Türkiye Gazeteciler Federasyonu Genel Başkanı Yılmaz Karaca; 3 ayda 45 il dolaştığını aktararak, “45 ilden çağrı yaptım, Anadolu basını bitiyor, yok oluyor” dedi. Karaca, Cumhurbaşkanlığı İletişim Başkanlığı’nın sorulara çözüm bulmadığını vurgulayarak, “Defalarca randevu istedik, sadece bize değil hiçbir meslek örgütüne randevu vermiyorlar” diye konuştu. Karaca, basın mensuplarının kartlarını hiçbir gerekçe gösterilmeden iptal edildiğini söyleyerek, bunların arasında meslek örgütü başkanları olduğunu da bildirdi.

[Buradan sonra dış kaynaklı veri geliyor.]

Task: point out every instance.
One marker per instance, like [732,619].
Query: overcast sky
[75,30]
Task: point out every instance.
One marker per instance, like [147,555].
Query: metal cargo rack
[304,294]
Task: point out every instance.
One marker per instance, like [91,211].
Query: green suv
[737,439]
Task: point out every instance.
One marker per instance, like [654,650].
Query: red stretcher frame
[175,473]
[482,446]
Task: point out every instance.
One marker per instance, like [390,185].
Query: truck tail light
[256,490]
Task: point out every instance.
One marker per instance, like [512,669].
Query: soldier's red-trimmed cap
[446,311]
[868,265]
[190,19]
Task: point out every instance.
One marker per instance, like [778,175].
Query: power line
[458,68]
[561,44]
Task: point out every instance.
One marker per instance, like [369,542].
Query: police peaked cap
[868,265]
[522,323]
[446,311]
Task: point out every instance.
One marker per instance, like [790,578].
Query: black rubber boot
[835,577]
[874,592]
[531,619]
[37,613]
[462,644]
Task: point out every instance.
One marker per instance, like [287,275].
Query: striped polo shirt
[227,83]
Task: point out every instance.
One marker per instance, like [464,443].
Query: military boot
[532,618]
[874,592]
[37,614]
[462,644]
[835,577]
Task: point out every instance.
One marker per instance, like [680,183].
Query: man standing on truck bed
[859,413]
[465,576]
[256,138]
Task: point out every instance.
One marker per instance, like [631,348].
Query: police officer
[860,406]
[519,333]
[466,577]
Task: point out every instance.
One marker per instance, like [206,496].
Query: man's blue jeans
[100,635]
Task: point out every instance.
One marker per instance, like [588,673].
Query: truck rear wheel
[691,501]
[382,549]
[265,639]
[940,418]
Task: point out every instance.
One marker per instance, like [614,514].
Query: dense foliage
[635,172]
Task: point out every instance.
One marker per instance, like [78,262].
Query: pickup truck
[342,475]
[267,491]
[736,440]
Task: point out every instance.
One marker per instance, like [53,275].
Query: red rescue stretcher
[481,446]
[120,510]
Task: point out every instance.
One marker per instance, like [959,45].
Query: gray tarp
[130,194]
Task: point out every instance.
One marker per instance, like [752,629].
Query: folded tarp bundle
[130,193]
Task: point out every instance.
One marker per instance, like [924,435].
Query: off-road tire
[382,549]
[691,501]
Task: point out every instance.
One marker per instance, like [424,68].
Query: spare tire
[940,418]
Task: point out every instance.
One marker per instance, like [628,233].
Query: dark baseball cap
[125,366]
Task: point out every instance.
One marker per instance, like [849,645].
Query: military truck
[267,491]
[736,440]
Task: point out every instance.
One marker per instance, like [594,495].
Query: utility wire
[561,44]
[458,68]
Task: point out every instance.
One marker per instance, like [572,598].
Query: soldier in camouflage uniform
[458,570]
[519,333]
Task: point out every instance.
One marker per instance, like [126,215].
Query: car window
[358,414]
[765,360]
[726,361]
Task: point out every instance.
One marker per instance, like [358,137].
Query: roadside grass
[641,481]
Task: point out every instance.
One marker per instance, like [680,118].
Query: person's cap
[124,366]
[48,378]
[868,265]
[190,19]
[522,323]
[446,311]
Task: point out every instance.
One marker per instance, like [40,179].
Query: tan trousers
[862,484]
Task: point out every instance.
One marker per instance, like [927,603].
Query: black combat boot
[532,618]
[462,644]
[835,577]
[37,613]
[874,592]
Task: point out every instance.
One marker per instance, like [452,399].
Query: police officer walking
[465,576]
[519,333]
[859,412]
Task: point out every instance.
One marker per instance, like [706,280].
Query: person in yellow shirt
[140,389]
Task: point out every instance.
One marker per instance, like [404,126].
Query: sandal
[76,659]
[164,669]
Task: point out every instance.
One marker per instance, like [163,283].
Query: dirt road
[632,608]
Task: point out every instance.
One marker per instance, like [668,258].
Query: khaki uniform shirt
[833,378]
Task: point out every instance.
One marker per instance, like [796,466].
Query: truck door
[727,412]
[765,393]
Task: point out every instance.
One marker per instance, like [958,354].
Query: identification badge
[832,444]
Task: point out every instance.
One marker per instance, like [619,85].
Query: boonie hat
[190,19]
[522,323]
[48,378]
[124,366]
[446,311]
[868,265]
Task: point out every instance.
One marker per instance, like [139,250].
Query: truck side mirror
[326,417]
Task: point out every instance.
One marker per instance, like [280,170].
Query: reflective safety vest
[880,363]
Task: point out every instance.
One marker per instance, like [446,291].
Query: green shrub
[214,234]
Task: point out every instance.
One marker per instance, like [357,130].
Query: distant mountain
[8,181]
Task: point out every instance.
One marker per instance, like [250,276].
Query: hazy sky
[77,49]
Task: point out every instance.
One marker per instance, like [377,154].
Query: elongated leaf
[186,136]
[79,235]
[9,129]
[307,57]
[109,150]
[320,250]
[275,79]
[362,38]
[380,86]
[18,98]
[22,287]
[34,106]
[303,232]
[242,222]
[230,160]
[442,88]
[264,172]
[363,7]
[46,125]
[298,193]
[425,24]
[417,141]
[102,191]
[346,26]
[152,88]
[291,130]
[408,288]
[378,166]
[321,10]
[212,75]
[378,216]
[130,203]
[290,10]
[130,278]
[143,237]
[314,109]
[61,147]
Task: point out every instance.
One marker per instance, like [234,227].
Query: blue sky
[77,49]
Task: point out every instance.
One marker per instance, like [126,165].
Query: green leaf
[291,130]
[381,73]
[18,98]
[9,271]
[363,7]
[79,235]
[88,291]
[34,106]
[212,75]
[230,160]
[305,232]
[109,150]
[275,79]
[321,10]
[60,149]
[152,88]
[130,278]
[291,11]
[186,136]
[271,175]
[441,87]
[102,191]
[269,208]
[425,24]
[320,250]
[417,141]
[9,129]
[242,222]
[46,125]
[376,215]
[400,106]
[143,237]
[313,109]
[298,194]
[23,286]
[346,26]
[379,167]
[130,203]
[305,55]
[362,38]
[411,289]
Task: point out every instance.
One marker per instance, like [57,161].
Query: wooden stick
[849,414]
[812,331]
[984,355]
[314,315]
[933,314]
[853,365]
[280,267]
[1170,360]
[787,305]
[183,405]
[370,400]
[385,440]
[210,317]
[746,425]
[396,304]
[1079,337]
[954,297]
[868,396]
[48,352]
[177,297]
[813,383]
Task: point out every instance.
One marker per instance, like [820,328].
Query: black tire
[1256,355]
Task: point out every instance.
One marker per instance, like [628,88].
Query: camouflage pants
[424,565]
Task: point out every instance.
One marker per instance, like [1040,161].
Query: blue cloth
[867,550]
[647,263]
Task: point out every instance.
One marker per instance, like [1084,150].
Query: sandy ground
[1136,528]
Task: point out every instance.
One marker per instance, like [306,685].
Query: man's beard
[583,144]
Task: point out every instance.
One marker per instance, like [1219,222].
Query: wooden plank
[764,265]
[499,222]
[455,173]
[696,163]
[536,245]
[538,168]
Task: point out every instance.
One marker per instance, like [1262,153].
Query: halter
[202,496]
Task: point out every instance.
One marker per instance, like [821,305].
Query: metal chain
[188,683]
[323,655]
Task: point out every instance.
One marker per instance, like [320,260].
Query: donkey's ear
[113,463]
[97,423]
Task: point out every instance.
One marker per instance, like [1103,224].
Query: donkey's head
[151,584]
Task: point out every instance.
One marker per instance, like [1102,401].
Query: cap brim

Karaca; resmi ilan alan 1800 gazete sayısının 900’e; 100 civarındaki uydu televizyonun da 50’ye düştüğünü belirterek, “Anadolu’da sorunlar gerçekten çok büyük… Bizim hazırladığımız ve Meclis’te milletvekillerine sunduğumuz öneriler vardı. Gerek gazete ve TV sahiplerine ve gerekse Anadolu’da çalışan arkadaşlarımızın maaşlarının iyileştirilmesi. Sendika başkanları da var aramızda. Anadolu’da şu an asgari ücret alan gazeteci sayısı iddia ediyorum, yüzde 50 yoktur” dedi. “Fahrettin Altun, Anadolu basının yok olması için elinden gelen çabayı sarf ediyor” diyen Karaca, Altun’un resmi ilanları keserek, Anadolu basının bitirmeye ve “kendi emri altına almaya çalıştığını” kaydetti.

“SUSKUNLUKLA KARŞILANIR HALE GELDİ”

Çağdaş Gazeteciler Derneği Genel Başkanı Can Güleryüzlü; gazeteciliğe, gazetecilere yönelik baskının “suskunlukla karşılanır hale geldiğini” belirterek, “Bu sorulara karşı birçok mecrada mücadele verdiğimiz gerçek. Bu mücadele sayesindedir ki yıllardır hedef alınmasına gazetecilik hala teslim alınamamıştır” dedi. Güleryüzlü, basın özgürlüğü ve emekçi dayanışması çerçevesinde 43 yıl önce kurulduklarını hatırlatarak, “Kamuoyunun gündeminin başında basın sermayesi gelmiştir... Gazeteci olmayan kişilerin ve grupların adeta istilaya başlaması 1990’lı yıllarda olağanlaştı. Bu olağanlaşma gazeteciliğin her geçen gün kirlenmesiydi” dedi ve basındaki sermaye yapısının değişmesini eleştirdi.

Güleryüzlü, iktidar ile medya sermayesinin aynı yapı içerisinde yer aldığını ifade ederek, “30 Mart 2014 tarihinde yerel seçimler sonrası iktidarın balkon kutlamalarından birinde dönemin Star Gazetesi’nin sahibi Ethem Sancak’ın da balkonda olmasıdır” diye örnek gösterdi. Güleryüzlü, medyada faaliyet gösterenlerin devlet ihalelerinden iş almasını yasaklanması gerektiğine dikkat çekti. 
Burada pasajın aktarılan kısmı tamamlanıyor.